The Rangers would grow up someday. They would have families. And they would always have each other's backs. Someone would always be there to vent to or talk with or drink with. Their children would grow up with parents and uncles and aunts that loved them.
In the end, it didn't matter which world was real. The Rangers were building a new one.
Slowly, Trent started to draw.
Strong brushstrokes of oil paints. Soft watercolors. Colored pencil here and there. Trent was called away mid-drawing and, in the battle, sank into the place that took away his pain, where he could decide, without any Gem or Mesegog screwing with his head, what he wanted and who he was. When he returned, light came to the painting, a glimmer of hope in the bright colors of the clothes and the laughing faces.
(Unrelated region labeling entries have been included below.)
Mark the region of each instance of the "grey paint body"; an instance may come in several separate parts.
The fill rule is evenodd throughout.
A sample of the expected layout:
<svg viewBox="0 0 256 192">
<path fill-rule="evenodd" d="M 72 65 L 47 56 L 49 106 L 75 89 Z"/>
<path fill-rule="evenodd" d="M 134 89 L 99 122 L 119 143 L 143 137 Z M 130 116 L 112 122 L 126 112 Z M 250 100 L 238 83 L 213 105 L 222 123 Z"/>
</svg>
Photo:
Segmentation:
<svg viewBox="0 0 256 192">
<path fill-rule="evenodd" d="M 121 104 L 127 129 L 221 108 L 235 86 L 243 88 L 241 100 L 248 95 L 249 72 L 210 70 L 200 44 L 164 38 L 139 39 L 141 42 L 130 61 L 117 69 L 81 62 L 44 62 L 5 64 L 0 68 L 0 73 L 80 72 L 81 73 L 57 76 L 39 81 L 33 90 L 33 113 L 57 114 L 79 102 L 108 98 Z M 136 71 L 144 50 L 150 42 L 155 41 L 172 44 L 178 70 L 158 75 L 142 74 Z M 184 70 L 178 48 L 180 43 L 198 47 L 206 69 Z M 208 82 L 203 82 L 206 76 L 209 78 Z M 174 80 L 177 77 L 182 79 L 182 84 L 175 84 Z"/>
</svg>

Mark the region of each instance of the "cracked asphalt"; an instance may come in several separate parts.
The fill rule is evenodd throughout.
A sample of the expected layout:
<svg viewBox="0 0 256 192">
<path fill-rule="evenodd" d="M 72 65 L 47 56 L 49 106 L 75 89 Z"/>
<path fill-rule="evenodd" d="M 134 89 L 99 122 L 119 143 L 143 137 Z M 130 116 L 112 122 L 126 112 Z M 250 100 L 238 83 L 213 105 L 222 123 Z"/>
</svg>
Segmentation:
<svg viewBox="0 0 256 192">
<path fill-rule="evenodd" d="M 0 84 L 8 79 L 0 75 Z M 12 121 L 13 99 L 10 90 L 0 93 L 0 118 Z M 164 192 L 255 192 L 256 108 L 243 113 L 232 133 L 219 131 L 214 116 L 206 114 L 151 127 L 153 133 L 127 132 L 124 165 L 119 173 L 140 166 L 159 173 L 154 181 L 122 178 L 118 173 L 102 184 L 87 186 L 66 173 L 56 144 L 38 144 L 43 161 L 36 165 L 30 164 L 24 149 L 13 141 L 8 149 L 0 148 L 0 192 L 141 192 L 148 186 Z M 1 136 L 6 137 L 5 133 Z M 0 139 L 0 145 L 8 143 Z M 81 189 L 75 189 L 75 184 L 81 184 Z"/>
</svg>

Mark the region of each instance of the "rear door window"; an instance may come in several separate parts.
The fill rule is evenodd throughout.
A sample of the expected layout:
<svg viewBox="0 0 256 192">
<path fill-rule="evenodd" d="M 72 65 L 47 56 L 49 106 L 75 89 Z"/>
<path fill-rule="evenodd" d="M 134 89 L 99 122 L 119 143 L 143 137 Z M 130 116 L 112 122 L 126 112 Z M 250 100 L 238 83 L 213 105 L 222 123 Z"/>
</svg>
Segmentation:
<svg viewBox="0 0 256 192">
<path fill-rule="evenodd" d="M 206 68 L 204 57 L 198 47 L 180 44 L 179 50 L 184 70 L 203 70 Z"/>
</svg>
He didn't hang it up, and hadn't even planned to. It had just been a cathartic drawing. But Haley had found it, and stuck it on the wall. Trent had blushed and hoped the others didn't give him crap about it.
"Hey, dude, sick art!" Conner said as soon as he saw it. "What's it called?"
Trent considered. "Superhero."
End note: ...And that's how my classmates dealt with it, too. Because they're awesome.